Il fut un temps où la communauté, dans un élan collectif de solidarité, se rassemblait autour d'une famille ou d'un projet, pour le rendre possible, pour qu'il se manifeste. C’était en fait la seule façon d’y parvenir.
Ces moments de rencontre et d’entraide sous l’apparence de célébrations festives, faisaient office de chaîne de transmission de connaissances et de savoir-faire, contribuant au tissu social tout en assurant l’établissement de nouveaux résidents. Quelle ingéniosité !!
Ces corvées de construction ont cours depuis des siècles et ont été d’une importance capitale lors de l’établissement de la colonie en Nouvelle-France et l’ouverture des villages partout en province. Sans elles, il aurait été impossible d’habiter le territoire.
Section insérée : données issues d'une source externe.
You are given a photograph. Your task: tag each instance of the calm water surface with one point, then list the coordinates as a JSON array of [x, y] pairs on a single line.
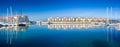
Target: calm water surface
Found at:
[[44, 36]]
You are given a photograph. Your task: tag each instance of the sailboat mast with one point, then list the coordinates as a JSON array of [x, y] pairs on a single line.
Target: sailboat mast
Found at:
[[111, 13], [11, 14], [107, 15]]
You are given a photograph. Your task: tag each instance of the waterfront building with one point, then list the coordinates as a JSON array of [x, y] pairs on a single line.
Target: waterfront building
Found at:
[[57, 19], [71, 19], [76, 20], [17, 19], [50, 19]]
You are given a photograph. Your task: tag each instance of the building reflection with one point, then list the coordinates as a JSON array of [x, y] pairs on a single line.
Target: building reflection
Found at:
[[72, 26], [12, 32]]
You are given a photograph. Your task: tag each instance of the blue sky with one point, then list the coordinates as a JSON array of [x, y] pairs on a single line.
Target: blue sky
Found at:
[[42, 9]]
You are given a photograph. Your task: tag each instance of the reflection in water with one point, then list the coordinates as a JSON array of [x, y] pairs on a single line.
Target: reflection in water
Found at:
[[72, 26], [11, 32]]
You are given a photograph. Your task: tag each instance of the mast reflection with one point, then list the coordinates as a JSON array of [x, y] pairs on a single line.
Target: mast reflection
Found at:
[[12, 32], [71, 26]]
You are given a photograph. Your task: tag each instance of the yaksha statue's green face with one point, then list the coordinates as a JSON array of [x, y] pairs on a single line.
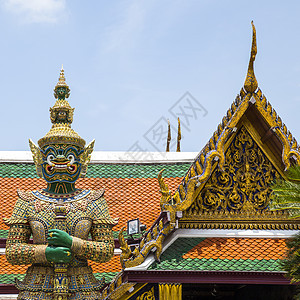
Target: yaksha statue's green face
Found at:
[[61, 163]]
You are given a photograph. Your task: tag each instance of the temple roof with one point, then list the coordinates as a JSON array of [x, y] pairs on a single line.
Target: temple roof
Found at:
[[227, 187]]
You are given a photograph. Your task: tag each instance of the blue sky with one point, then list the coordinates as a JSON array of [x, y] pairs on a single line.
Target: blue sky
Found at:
[[128, 64]]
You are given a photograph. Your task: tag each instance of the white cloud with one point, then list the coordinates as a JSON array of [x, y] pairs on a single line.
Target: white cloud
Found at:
[[36, 11]]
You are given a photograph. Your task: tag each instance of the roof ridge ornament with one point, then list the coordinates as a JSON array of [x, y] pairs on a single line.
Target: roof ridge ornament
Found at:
[[251, 84]]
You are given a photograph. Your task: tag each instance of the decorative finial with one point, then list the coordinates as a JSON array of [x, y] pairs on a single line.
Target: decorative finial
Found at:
[[61, 90], [251, 84], [178, 136], [168, 137]]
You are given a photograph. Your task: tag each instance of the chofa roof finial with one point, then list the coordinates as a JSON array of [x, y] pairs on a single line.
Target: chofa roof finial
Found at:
[[251, 84]]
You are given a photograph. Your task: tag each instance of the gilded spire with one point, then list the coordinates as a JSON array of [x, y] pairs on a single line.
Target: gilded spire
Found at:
[[178, 136], [168, 137], [61, 116], [251, 84]]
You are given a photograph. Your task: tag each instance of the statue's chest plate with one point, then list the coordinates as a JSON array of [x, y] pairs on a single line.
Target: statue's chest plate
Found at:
[[70, 215]]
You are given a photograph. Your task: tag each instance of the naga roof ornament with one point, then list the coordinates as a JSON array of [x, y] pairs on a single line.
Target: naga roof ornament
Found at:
[[251, 84], [61, 116]]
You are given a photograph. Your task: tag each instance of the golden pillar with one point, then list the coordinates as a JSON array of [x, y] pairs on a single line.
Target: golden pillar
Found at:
[[170, 291]]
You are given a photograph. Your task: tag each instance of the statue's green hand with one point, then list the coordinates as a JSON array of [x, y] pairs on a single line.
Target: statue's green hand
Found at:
[[58, 254], [60, 238]]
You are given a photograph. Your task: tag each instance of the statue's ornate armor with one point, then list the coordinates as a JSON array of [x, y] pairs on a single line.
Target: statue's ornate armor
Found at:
[[34, 214]]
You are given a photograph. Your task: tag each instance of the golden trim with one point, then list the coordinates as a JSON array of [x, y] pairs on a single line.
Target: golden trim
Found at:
[[40, 254]]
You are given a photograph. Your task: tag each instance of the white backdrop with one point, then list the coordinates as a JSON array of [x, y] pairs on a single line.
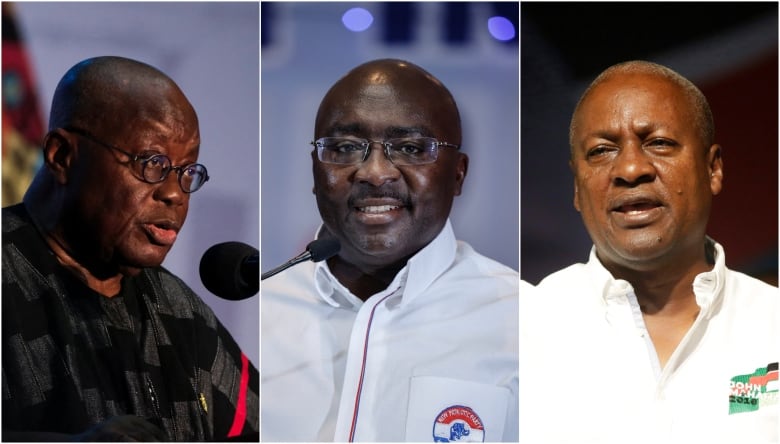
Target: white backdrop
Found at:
[[309, 49], [211, 50]]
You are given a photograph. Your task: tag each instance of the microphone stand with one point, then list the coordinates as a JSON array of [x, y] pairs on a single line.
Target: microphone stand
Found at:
[[303, 257]]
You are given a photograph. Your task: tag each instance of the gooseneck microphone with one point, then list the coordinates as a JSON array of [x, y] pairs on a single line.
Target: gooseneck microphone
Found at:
[[230, 269], [316, 251]]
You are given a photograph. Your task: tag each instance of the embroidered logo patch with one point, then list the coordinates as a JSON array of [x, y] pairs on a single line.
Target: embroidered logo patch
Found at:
[[458, 424], [755, 390]]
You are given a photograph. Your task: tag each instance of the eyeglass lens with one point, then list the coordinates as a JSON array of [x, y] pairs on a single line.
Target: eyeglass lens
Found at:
[[408, 151], [191, 177]]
Mais que s’est-il donc passé?
Quand est-ce que tout cela a bien pu basculer?
Au point où aujourd’hui il est illégal de prêter main-forte à nos propres concitoyens, familles ou amis.
Au point où il faille désobéir pour porter le marteau ou le rabot.
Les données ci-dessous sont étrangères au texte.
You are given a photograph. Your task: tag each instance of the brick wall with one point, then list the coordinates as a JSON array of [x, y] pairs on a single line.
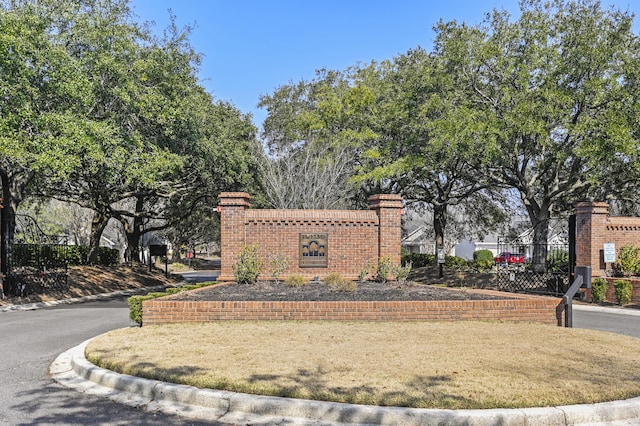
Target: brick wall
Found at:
[[516, 308], [354, 237], [594, 228]]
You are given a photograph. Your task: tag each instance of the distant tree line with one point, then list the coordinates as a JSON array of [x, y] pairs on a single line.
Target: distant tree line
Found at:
[[98, 111]]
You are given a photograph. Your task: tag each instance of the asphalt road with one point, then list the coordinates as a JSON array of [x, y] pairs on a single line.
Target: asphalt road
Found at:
[[627, 323], [32, 339]]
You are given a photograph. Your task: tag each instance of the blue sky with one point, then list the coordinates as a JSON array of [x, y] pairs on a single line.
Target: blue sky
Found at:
[[251, 47]]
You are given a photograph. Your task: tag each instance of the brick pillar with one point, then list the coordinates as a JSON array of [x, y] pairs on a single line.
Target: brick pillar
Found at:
[[388, 207], [591, 235], [232, 208]]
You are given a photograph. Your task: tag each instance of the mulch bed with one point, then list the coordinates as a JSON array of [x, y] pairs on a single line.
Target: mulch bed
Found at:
[[318, 291]]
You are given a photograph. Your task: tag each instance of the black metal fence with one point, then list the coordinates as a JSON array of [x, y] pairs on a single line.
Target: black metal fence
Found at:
[[37, 262], [530, 268]]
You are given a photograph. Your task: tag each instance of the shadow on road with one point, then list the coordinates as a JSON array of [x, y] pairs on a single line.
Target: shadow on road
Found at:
[[54, 404]]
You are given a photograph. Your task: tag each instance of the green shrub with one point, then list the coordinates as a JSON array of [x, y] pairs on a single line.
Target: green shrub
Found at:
[[365, 271], [454, 262], [418, 260], [336, 282], [482, 260], [558, 260], [484, 254], [295, 280], [248, 267], [385, 267], [278, 264], [623, 290], [599, 290], [628, 260], [401, 273]]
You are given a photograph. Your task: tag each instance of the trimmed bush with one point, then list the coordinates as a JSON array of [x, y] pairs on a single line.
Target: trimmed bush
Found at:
[[418, 260], [248, 267], [629, 260], [401, 273], [623, 290], [558, 261], [336, 282], [454, 262], [385, 267], [484, 254], [278, 264], [482, 260], [599, 290]]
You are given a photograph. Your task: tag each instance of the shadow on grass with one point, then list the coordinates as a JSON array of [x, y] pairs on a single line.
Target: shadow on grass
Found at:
[[419, 392]]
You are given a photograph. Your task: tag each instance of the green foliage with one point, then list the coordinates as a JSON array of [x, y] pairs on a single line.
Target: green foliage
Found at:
[[295, 280], [135, 302], [338, 283], [401, 273], [623, 289], [365, 271], [278, 264], [629, 260], [418, 260], [599, 290], [484, 255], [249, 266], [482, 260], [558, 260], [455, 263], [37, 254], [385, 268]]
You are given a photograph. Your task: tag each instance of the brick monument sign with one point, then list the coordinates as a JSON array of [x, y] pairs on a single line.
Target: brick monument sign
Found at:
[[316, 242]]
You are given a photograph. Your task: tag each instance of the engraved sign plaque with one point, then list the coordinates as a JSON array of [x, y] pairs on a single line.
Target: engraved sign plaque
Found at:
[[314, 250]]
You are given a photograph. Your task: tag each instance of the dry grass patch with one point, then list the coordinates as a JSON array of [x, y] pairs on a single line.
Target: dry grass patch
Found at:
[[457, 365]]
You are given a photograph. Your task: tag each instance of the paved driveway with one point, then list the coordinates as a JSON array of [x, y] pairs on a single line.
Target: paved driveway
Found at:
[[30, 342]]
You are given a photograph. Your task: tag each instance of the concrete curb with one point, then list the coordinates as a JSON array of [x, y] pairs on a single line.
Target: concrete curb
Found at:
[[610, 310], [91, 298], [72, 369]]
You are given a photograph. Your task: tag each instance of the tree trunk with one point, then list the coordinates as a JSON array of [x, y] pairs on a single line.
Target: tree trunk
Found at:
[[439, 225], [539, 217], [13, 186], [98, 223]]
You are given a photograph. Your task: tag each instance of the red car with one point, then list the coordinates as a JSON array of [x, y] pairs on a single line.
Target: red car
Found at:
[[510, 258]]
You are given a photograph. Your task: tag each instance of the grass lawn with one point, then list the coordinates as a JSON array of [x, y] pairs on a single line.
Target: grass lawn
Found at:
[[456, 365]]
L’accès à la propriété ou à un simple logement est devenu aujourd’hui un enjeu sociétal et même de santé publique, due à la rareté, à la piètre qualité ou à la vétusté des constructions. Et ne parlons pas des coûts actuels pour se loger ou se construire !!
Dans ce contexte, la disparition des corvées est un véritable fléau pour nos sociétés contemporaines. Elle entraine avec elle une grande partie de nos identités et de notre histoire, en plus de nous soustraire à l’accès à la propriété.
Comme « Perrette et le pot au lait », nous pouvons chanter en chœur :
« Adieu entraide et solidarité
Adieu accessibilité et espoir d’habiter
Adieu tissu social, transmission et citoyenneté. »
Maintenant, pourquoi ne pas revendiquer le « Droit de Corvée », comme un droit acquis de nos ancêtres, un droit qui permettrait aujourd’hui de rétablir des pans complets de notre histoire, tout en assurant une forme de continuité citoyenne viable.
Une innovation sociale qui serait puisée à même notre patrimoine immatériel collectif.